Since torque loss does not occur, the original output torque of the motor may be reduced by about 20%, so a motor with the same torque can be obtained even if the permanent magnet thickness is made thinner or the drive current is reduced. Also, being able to make the permanent magnet thinner means that the motor thickness can be made thinner, and at the same time, rare earth magnets are very expensive among the motor components, so Co5t can be made thinner.
It also becomes Down.

In addition, since the drive current can be reduced, when driven by batteries, the battery life is extended and the product value is increased.
e also decreases.

On the other hand, if the fixed yoke of the present invention is used without reducing the permanent magnet thickness or drive current, torque loss will not occur, so the output l.
You can upload Ruku to a large size.

Also, as a method to prevent eddy current loss, there is a rotating yoke type motor, but compared to this rotating yoke type, the magnetic resistance is smaller and the magnetic efficiency is increased, so in order to obtain the same torque, it is natural to increase the permanent magnet thickness. Co5t Do
wn Motor thickness can be made thinner. Or it can be done without reducing the drive current. In addition, in the case of the rotary yoke type, as can be seen by comparing FIGS. 4 and 5, the motor thickness is essentially thicker.

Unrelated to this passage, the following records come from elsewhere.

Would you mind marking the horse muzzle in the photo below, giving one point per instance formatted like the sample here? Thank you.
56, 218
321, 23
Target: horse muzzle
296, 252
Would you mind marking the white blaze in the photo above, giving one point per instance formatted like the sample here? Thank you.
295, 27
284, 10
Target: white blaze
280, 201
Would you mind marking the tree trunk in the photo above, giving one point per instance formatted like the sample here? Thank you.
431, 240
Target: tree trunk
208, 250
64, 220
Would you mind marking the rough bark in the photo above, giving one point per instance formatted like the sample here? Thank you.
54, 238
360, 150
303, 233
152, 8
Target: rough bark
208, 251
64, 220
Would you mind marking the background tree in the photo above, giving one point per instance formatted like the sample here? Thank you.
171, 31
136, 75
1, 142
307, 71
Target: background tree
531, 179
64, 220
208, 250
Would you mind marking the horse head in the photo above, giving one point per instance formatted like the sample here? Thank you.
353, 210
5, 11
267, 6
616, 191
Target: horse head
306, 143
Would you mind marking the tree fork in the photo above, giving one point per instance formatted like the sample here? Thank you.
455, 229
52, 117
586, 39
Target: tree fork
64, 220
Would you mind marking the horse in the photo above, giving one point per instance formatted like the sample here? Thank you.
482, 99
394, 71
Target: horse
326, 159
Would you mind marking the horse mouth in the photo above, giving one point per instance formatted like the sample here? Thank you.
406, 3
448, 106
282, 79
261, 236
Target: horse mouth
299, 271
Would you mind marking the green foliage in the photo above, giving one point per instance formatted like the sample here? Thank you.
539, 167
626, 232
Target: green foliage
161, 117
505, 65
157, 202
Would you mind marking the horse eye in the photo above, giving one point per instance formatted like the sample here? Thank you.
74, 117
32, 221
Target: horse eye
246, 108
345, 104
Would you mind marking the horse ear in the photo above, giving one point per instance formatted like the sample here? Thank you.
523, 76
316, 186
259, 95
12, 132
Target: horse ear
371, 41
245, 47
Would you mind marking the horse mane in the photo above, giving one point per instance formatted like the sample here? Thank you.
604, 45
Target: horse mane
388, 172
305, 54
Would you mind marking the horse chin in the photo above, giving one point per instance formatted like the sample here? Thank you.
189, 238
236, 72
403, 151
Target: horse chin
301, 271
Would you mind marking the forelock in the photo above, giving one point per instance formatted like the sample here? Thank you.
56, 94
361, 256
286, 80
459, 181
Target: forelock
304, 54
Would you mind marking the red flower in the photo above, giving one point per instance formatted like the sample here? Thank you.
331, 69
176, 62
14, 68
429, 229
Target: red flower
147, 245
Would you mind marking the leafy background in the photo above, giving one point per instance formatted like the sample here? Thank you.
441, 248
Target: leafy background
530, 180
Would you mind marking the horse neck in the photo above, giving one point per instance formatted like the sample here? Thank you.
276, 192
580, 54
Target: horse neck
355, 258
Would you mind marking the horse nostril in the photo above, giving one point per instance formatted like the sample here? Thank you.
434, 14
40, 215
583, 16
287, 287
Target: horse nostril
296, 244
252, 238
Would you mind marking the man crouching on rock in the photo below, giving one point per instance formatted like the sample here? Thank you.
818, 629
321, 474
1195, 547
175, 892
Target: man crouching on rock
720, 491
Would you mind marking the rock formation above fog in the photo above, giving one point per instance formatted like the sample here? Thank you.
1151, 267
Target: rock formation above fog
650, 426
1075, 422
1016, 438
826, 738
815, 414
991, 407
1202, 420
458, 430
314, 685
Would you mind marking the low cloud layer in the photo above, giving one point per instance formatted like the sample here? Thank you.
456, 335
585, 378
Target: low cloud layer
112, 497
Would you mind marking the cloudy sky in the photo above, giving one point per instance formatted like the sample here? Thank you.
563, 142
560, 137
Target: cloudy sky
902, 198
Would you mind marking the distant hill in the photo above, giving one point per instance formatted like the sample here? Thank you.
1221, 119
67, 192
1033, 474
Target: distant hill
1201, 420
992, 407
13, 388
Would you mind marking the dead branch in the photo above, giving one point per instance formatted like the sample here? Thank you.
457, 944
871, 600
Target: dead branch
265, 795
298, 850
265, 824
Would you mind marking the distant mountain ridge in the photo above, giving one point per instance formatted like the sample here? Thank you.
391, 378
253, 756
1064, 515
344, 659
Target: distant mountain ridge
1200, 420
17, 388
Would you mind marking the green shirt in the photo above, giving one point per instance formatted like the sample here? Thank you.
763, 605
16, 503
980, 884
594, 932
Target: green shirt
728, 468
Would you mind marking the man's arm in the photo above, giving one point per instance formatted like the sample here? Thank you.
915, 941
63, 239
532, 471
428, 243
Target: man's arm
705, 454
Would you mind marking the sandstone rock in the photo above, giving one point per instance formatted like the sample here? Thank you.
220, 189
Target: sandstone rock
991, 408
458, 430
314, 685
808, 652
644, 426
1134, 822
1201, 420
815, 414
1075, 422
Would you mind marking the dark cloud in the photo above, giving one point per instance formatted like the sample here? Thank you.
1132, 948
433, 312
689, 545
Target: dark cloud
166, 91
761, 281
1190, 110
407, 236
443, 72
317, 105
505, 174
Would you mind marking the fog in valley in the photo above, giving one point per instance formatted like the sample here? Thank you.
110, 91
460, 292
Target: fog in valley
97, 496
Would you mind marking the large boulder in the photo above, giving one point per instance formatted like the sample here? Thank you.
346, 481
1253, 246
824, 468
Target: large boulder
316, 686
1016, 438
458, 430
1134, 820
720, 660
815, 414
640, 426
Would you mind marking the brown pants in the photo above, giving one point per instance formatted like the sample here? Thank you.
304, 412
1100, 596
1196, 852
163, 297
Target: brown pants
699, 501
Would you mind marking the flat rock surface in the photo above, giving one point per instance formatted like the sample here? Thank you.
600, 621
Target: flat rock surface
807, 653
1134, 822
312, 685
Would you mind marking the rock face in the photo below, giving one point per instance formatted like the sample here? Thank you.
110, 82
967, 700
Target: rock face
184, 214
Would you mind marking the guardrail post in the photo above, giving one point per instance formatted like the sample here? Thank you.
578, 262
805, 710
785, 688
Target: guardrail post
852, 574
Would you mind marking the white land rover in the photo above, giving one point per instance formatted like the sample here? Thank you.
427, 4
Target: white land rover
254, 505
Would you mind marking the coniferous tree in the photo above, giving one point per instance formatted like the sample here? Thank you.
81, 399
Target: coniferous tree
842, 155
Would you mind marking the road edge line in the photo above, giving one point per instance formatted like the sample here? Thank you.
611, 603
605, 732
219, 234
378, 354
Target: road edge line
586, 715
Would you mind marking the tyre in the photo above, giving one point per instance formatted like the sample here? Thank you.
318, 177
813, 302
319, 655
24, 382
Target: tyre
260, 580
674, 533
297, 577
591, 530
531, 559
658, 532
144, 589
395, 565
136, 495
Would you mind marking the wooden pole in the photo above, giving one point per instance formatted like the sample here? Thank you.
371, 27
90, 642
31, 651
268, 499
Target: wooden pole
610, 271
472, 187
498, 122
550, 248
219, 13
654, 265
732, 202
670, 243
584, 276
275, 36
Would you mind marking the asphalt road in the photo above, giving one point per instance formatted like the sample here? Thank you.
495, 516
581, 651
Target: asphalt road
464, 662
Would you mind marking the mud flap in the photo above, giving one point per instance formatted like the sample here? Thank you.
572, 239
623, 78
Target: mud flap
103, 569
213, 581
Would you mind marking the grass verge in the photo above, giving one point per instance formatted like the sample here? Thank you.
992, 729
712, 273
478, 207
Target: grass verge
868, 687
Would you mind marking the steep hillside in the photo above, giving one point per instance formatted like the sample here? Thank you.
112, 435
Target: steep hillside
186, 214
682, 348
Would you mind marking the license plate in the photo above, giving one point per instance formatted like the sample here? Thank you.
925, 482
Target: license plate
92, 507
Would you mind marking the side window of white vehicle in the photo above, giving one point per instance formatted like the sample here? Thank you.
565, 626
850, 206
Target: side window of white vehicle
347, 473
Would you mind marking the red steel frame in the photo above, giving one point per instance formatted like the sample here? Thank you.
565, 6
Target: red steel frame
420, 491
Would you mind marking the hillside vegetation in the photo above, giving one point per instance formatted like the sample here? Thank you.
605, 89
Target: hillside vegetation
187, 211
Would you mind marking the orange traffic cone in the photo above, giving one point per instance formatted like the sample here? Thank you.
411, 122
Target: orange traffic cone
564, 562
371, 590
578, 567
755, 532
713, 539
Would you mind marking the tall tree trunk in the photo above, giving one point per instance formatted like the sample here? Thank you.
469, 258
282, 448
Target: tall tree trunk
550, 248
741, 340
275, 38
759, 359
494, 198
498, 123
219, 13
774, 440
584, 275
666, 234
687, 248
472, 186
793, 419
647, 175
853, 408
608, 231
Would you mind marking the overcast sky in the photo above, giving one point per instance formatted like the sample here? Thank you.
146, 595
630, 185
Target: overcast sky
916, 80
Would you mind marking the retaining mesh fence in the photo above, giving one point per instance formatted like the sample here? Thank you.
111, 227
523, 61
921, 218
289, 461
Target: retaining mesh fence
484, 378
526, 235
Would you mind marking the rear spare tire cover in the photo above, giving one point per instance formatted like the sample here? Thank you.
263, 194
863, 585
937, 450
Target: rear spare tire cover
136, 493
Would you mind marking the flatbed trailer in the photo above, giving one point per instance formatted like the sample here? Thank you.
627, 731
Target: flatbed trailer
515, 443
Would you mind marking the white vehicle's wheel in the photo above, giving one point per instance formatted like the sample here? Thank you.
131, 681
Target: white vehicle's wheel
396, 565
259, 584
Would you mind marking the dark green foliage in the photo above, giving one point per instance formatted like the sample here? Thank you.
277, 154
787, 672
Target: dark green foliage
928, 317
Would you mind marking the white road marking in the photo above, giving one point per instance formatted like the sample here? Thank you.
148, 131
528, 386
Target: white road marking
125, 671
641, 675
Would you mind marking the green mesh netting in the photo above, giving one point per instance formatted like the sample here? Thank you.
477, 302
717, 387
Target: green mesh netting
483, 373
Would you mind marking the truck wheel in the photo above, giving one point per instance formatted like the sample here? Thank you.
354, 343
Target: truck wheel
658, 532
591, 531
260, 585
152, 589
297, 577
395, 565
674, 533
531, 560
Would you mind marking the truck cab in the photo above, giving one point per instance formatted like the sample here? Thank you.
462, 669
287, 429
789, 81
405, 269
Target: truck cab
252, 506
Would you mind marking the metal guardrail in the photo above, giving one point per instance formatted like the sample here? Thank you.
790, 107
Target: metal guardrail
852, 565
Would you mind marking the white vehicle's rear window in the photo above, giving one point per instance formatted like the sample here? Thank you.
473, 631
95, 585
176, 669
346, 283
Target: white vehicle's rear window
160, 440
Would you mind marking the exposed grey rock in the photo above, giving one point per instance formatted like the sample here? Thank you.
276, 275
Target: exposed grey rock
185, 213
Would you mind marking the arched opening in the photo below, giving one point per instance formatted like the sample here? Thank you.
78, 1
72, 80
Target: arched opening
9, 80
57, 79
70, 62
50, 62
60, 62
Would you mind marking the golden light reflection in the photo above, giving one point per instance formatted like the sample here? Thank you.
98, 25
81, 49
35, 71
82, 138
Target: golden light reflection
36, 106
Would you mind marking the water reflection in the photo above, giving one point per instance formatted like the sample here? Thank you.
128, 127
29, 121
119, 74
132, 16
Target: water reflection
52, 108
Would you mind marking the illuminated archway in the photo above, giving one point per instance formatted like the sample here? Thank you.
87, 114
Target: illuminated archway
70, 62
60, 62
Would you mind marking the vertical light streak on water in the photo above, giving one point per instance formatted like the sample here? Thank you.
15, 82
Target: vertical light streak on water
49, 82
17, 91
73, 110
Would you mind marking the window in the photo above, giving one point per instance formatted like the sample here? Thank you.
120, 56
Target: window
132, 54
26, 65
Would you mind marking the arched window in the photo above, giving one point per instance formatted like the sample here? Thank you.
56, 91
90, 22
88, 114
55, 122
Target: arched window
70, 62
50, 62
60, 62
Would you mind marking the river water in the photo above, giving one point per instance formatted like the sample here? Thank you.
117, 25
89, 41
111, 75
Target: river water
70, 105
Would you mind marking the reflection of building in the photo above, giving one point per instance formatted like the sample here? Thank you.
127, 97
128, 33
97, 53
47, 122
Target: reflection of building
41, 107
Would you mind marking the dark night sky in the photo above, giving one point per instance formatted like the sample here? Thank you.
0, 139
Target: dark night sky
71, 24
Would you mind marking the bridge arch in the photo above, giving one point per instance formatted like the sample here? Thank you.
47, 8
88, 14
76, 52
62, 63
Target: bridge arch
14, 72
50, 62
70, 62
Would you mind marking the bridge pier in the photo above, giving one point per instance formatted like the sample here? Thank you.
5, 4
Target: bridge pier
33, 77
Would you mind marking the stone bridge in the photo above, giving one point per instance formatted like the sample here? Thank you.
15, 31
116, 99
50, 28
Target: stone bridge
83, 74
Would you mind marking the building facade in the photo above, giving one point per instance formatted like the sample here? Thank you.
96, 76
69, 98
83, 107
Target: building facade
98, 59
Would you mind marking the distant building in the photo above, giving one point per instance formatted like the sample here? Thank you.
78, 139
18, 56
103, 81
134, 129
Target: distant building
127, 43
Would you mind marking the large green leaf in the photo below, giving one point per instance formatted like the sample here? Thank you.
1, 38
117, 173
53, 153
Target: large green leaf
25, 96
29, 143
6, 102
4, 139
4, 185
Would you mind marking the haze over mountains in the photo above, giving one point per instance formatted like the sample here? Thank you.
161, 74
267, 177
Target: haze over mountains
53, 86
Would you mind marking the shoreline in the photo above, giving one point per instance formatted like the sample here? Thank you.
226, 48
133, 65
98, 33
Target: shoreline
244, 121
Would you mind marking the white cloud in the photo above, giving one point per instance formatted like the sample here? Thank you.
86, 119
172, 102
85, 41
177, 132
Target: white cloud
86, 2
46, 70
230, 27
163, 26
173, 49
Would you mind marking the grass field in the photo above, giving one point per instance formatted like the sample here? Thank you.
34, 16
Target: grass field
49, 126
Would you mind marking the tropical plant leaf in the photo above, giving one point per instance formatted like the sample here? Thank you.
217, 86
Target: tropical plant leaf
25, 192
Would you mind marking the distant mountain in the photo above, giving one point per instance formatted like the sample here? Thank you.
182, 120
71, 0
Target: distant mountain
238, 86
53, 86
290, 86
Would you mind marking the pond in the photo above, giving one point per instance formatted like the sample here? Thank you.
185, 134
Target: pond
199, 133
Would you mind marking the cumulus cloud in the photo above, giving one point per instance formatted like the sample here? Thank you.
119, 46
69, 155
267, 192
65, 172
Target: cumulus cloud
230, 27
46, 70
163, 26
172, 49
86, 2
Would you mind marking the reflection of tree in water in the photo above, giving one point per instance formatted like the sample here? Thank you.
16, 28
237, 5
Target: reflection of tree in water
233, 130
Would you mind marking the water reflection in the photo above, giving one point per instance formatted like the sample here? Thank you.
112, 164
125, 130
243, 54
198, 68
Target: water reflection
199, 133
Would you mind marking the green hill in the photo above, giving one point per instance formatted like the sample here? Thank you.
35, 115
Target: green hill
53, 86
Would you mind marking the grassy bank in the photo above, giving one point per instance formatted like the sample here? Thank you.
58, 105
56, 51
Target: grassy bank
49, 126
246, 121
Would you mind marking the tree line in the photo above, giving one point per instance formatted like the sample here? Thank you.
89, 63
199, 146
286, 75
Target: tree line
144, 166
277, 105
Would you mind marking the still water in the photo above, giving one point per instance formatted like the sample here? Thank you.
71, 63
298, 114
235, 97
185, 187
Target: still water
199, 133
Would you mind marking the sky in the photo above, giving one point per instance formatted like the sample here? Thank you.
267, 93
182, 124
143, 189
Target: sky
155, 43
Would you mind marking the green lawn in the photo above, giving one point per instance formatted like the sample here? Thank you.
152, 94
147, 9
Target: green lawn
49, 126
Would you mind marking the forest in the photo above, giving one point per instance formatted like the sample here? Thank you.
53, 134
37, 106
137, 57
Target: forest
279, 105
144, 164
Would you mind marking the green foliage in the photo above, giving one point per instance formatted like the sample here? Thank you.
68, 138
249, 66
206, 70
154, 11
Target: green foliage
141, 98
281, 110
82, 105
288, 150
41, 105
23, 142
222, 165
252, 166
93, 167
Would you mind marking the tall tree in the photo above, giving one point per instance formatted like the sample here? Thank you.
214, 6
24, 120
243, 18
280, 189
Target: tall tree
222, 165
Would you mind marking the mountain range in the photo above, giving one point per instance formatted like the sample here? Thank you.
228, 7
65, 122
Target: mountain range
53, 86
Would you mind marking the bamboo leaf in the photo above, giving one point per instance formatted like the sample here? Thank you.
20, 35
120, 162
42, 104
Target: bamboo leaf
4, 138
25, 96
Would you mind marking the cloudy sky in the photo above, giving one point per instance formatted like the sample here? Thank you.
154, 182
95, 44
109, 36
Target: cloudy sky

That is, by using the fixed yoke of the present invention, it is possible to have both the advantages of a conventional fixed yoke type motor and the advantages of a rotating yoke type motor.

[Brief explanation of the drawing]

FIG. 1 shows a fixed yoke according to the present invention, FIG. 2 is a partially enlarged view of FIG. 1, FIG. 3 shows a motor using the fixed yoke according to the invention, FIG. 4 shows a conventional fixed yoke type motor, The figure also shows a conventional rotating yoke type motor. ■ is a rotor yoke, 2 is a permanent magnet, 3 is a coil, 4 is a fixed yoke which is the main component of the present invention, 4-] is a soft magnetic material, 4-2 is an insulating material, 5 is a bearing unit, 6 is a spindle , 7 is an FG magnet, 8 is a speed detection element, 9 is a position detection element, and 10 is a boss. 4th fixed yoke type magazine Figure 5 Rotating yoke type 2

Claims (2)

[Claims] (1) A surface-facing motor that uses a fixed yoke that faces a permanent magnet and is wound in a spiral shape with an insulating material sandwiched between soft magnetic foils. (2) The surface facing type motor according to claim 1, wherein the soft magnetic material foil has a thickness of 20μ to 200μ.